The opposition of nearly 350 charities to the government’s new ‘workfare’ programme has ‘holed the scheme below the waterline’, Unite, the country’s largest union, said today (Thursday 5 June).
Unite has welcomed the news that 345 voluntary sector organisations, including household names such as Shelter, Crisis, Scope and Oxfam, have pledged not to take part in the Community Work Placements (CWP) programme. The indications are that the flagship scheme of work and pensions secretary Iain Duncan Smith has been delayed yet again. This week was meant to be the deadline for organisations to start the new mandatory CWPs which require that jobseeker’s allowance (JSA) claimants do six months work placement – or risk losing their benefits.

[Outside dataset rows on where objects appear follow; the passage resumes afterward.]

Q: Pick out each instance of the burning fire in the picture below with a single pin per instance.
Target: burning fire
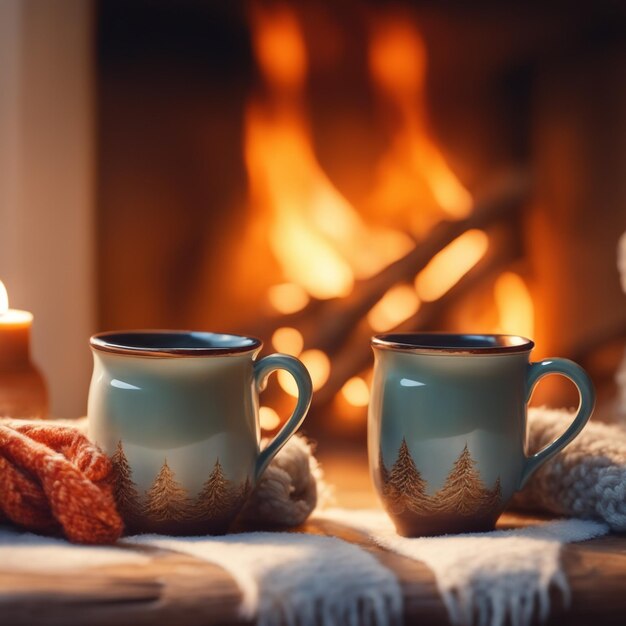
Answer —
(319, 240)
(4, 299)
(356, 392)
(447, 267)
(321, 243)
(414, 170)
(396, 306)
(288, 340)
(268, 418)
(515, 305)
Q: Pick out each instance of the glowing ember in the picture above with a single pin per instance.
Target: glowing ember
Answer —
(288, 340)
(397, 305)
(413, 170)
(447, 267)
(287, 298)
(4, 299)
(318, 364)
(356, 392)
(268, 418)
(515, 305)
(279, 48)
(319, 240)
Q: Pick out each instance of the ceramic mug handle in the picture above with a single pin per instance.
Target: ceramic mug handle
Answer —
(579, 377)
(262, 369)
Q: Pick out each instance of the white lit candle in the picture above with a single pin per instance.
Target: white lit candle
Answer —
(22, 388)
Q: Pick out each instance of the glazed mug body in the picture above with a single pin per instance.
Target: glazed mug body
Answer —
(447, 427)
(177, 412)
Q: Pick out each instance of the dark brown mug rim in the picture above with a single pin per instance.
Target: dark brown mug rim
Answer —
(173, 343)
(453, 343)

Unite, which has 60,000 members in the voluntary sector, has branded the scheme as “nothing more than forced unpaid labour.” Unite assistant general secretary Steve Turner said: “The mounting opposition from the not for profit sector has holed one of Iain Duncan Smith’s flagship projects below the waterline. More waves of opposition will sink this scheme once-and-for all. “This obscene programme is nothing more than forced unpaid labour.“Unite welcomes the fact that so many charities have given this scheme the thumbs down as they can see that it is grossly unfair and a perversion of the true ethos of volunteering. “Questions have to be asked about the government’s slavish reliance on the controversial private sector contractors, such as G4S, to implement the CWP programme.It was G4S and its security shambles that was the only blot on the London Olympics two years ago. We are against this scheme wherever Duncan Smith wants to impose it – in the private sector, local government and in the voluntary sector.It is outrageous that ministers are trying to stigmatise job seekers by making them work for nothing, otherwise they will have their benefits clawed back.What the long queues of the unemployed need are proper jobs with decent pay and a strong structure of apprenticeships for young people to give them a sustainable employment future.”
Unite is opposing workfare in local government and will be raising it as an industrial issue with local authorities which do not sign the pledge. So far, 13 local councils have signed up not to implement any workfare programmes – and more are actively considering doing so. With so many council cuts, Unite is determined that workfare placements are not used to replace paid jobs. Unite’s growing community section will be on hand to support unemployed people forced onto workfare schemes.